P38 Pizza: made simply, made well and made with love. - GRIFFIN SWARTZELL
  • Griffin Swartzell
  • P38 Pizza: made simply, made well and made with love.

Certain luxuries make a good dinner that much better. Good food can be improved by good drink, a pleasant setting, good company and a laundry list of other things besides. But I'm always a sucker for a meal with a good story behind it — whether that story is fact or fable matters less than the quality. And P38 Pizza has a hell of a story.

According to co-owners Val and John Morrison, John's father, Walter Morrison, was a P-38 pilot in World War II. As the story goes, Walter's plane was shot down over Italy. Stranded in the mountains, he stayed with local sheep herders for six months. Val says that's where they get their recipe for red sauce. It's a humble sauce, not show-stealing in depth of flavor nor staggering in bright freshness, but serving a respectable supporting role wherever it's found.

Try it on a meatball sandwich.
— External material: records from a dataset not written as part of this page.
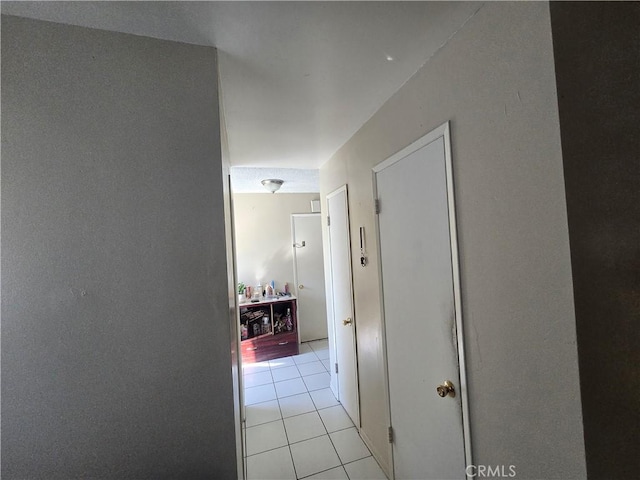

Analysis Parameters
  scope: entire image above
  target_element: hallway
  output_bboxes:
[243,340,387,480]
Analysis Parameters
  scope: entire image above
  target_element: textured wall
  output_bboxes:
[2,16,236,479]
[320,2,586,479]
[551,2,640,479]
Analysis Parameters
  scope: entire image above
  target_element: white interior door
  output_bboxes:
[327,185,360,426]
[291,213,327,342]
[374,124,470,480]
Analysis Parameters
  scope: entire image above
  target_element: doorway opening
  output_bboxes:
[231,169,386,479]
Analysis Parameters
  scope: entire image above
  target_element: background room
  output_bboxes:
[231,167,327,363]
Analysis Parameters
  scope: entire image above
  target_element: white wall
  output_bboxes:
[2,15,237,479]
[233,193,319,292]
[320,2,586,479]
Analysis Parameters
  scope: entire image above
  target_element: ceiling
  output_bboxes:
[1,1,482,176]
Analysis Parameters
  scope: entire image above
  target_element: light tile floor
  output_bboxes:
[243,340,387,480]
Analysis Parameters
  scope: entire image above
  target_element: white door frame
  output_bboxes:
[372,121,473,478]
[325,184,360,430]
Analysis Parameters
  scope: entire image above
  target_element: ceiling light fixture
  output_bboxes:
[262,178,284,193]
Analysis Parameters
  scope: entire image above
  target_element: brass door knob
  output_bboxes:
[436,380,456,398]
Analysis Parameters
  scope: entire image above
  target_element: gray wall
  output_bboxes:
[2,16,236,479]
[551,2,640,479]
[320,2,586,479]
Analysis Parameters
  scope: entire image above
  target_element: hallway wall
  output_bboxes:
[2,15,237,480]
[551,2,640,479]
[320,2,586,479]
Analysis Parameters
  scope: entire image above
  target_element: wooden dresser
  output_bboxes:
[240,296,298,363]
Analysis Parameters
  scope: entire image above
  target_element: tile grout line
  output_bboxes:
[243,345,377,480]
[269,361,298,479]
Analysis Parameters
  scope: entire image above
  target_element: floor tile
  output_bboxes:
[344,457,387,480]
[269,357,296,370]
[274,378,307,398]
[284,412,328,444]
[278,392,316,418]
[291,352,320,365]
[309,388,340,410]
[298,360,326,376]
[245,400,282,427]
[271,365,300,382]
[245,420,287,456]
[242,362,269,375]
[309,338,329,350]
[289,435,340,478]
[243,369,273,388]
[318,405,353,433]
[304,467,349,480]
[247,447,296,480]
[244,383,276,405]
[302,372,331,391]
[313,348,329,360]
[330,428,371,463]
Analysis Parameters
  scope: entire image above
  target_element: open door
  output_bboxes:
[291,213,327,342]
[327,185,360,426]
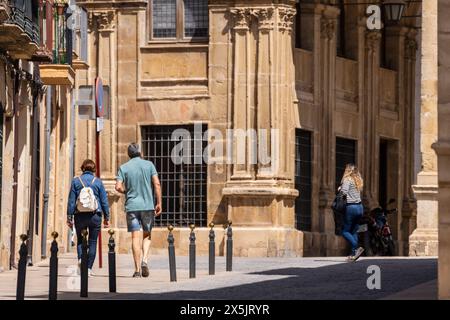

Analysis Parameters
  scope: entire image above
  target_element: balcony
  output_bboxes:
[0,0,40,60]
[39,0,75,86]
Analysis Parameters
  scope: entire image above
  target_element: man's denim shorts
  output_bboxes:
[127,210,155,232]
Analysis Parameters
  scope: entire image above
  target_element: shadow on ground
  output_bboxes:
[25,259,437,300]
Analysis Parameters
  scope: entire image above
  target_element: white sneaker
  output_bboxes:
[77,259,81,275]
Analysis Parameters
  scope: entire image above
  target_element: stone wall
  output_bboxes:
[434,0,450,300]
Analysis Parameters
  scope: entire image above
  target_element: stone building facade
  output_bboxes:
[0,0,88,269]
[75,0,420,256]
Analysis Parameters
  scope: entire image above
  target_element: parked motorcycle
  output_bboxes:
[358,199,397,256]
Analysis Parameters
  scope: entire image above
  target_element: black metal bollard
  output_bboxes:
[189,224,195,278]
[167,225,177,282]
[226,220,233,271]
[48,231,58,300]
[16,234,28,300]
[108,229,116,292]
[80,230,88,298]
[209,222,216,275]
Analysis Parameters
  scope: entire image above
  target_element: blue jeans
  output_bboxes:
[75,213,102,269]
[342,204,364,255]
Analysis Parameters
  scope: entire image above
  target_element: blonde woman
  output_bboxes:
[339,164,364,261]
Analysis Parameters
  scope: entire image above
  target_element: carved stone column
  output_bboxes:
[409,0,438,256]
[222,1,302,256]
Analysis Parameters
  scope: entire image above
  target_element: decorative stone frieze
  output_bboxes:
[88,11,115,32]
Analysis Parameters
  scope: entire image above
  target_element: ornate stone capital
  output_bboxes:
[320,18,336,40]
[254,8,274,30]
[366,31,381,51]
[278,8,297,32]
[88,11,116,32]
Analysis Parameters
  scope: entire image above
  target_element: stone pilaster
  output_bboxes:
[409,0,438,256]
[401,29,418,254]
[222,1,302,256]
[438,0,450,300]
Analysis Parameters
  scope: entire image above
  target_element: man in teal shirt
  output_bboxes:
[116,143,162,277]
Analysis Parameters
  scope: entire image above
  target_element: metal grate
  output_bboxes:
[295,129,312,231]
[184,0,208,38]
[152,0,177,38]
[142,125,207,227]
[335,137,356,190]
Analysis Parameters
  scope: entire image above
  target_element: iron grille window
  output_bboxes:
[335,137,356,190]
[150,0,208,40]
[184,0,208,37]
[142,125,207,227]
[295,129,312,231]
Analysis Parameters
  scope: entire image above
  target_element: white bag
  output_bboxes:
[77,177,98,212]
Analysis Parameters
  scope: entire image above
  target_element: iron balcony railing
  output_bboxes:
[8,0,40,44]
[53,0,73,65]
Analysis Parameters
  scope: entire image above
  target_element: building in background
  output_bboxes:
[75,0,421,256]
[0,0,87,268]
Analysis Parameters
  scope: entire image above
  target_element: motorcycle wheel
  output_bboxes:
[386,240,395,256]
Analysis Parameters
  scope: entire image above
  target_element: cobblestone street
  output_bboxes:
[0,254,437,300]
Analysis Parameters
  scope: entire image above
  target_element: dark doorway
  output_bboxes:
[295,129,312,231]
[335,137,357,190]
[378,139,400,246]
[142,125,208,227]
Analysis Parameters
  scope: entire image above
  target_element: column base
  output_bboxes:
[102,225,304,257]
[409,172,439,256]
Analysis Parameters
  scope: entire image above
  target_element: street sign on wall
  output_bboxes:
[76,86,110,120]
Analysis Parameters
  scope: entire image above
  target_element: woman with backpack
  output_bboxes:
[339,164,364,261]
[67,159,109,276]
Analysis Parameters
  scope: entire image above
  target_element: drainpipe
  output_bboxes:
[67,89,76,252]
[27,82,39,266]
[41,86,53,259]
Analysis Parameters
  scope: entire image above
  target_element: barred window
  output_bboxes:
[152,0,177,38]
[150,0,208,40]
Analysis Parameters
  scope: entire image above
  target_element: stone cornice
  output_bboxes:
[229,6,296,31]
[278,7,297,31]
[88,10,116,32]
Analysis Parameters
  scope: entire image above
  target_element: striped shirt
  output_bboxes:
[341,178,361,203]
Theirs run affordable at $6 a pop — not massive by any means, but filling and tasty, served with potato chips. Ours comes on a crusty bun with garlic butter, cheese and red sauce accompanying house-made, all-beef meatballs. They're seasoned simply, with oregano and basil, and in the sandwich, they're sliced thin, which overcomes the tougher texture most all-beef meatballs have.

Further down the house-made meats path, we get a small pizza with the Morrisons' all-pork Italian sausage atop. The seasonings — garlic, parsley, and mild anise — read through fat and cheese alike, with red sauce adding a little needed acidity. The crust's thick and American, with a nice crunch to the outside and tender chew in the middle. No surprise, it ages for a day or two before baking, crucial for building structure and flavor complexity.
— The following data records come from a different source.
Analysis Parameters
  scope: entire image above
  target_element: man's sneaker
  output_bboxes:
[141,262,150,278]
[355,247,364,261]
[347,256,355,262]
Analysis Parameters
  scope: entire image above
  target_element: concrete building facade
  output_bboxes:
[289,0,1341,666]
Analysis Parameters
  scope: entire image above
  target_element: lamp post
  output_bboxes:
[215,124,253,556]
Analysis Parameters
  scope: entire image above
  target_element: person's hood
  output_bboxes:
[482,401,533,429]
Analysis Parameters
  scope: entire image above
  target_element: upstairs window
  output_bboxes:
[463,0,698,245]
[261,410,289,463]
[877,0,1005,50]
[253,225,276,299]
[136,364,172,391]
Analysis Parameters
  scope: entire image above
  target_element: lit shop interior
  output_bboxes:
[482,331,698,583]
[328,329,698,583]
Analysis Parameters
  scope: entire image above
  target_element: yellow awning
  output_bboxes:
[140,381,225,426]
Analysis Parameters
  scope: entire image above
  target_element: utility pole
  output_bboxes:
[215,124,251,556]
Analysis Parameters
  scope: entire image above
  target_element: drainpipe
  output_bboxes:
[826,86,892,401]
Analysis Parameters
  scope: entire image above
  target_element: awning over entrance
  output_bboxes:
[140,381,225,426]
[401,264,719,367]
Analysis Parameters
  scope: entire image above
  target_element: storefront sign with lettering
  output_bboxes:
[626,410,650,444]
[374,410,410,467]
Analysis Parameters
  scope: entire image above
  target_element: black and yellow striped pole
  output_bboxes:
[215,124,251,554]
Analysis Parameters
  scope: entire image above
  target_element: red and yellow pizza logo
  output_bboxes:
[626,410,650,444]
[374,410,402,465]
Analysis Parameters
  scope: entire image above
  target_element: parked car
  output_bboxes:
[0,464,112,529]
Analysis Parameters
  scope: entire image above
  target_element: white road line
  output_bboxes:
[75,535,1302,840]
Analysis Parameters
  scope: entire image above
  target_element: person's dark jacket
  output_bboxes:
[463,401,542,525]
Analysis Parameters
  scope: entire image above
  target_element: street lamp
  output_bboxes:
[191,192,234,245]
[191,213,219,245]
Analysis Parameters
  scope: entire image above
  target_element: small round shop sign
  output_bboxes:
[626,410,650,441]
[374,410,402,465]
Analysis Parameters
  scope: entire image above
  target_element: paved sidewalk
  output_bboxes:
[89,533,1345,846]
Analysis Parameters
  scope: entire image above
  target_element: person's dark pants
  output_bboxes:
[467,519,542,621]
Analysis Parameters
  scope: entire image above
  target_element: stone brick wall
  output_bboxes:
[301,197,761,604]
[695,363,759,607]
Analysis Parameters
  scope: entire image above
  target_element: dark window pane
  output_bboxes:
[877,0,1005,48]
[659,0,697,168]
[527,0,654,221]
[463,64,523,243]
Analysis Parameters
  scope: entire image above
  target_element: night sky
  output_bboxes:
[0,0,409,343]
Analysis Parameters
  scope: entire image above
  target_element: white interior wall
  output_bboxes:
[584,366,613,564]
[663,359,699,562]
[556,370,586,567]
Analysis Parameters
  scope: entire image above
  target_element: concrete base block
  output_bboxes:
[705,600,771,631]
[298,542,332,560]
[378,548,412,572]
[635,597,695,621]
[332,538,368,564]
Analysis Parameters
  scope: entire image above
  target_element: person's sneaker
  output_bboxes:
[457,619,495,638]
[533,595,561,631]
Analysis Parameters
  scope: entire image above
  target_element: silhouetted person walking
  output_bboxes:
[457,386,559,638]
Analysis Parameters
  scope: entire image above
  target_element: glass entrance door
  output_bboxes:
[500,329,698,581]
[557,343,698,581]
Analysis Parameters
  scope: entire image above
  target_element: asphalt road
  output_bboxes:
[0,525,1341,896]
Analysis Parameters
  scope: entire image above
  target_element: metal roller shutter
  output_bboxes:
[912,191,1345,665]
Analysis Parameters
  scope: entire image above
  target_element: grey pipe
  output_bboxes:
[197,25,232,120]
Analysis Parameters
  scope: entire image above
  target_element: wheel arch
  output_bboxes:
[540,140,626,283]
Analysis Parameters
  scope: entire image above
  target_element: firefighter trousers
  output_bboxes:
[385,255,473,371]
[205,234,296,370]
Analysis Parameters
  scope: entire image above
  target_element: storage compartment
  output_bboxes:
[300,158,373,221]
We also enjoy the Sienna pizza, which sees spinach, roasted chicken, garlic, and marinated artichoke hearts atop cheese and red sauce. It's similar to the equally satisfying Greek pizza, which gets garlic oil instead of red sauce, loses the chicken and garlic, and gains tomato, red onion and feta.

P38 also serves house-made ice cream in 12 flavors. On our second visit, we pass over the tempting salted caramel and Ben & Jerry's-clone cherry Garcia for scoops of Reese's brownie, s'mores and coffee Heath bar, all vanilla-based, all creamy and satisfying in texture. But ranking among the strangest food complaints I've ever made, the ice cream base is too sweet, cloying the palate and leaving two of our three diners with uneasy stomachs after.

The Reese's offends most, needing more peanut butter savoriness or chocolate richness to balance out the flavor. S'mores does better, with balance from graham crackers and chocolate chips. But while the bits of crushed coffee bean jolt with bitterness in the coffee Heath, it's P38's best success at producing a balanced scoop from our sampling. But I'd still prefer to order one of the three Pikes Peak Brewing beers on tap for an adult dessert, thanks very much.

To be clear, P38 won't be putting nonna on notice for molto autentico pizza. It's a family-run corner pizzeria, thoroughly welcoming to all comers, but filtered through years of American pizza tradition. While the Morrisons aren't pushing the Springs culinary scene toward cosmopolitan bliss, they're making good pizza, and that's absolutely a story worth telling.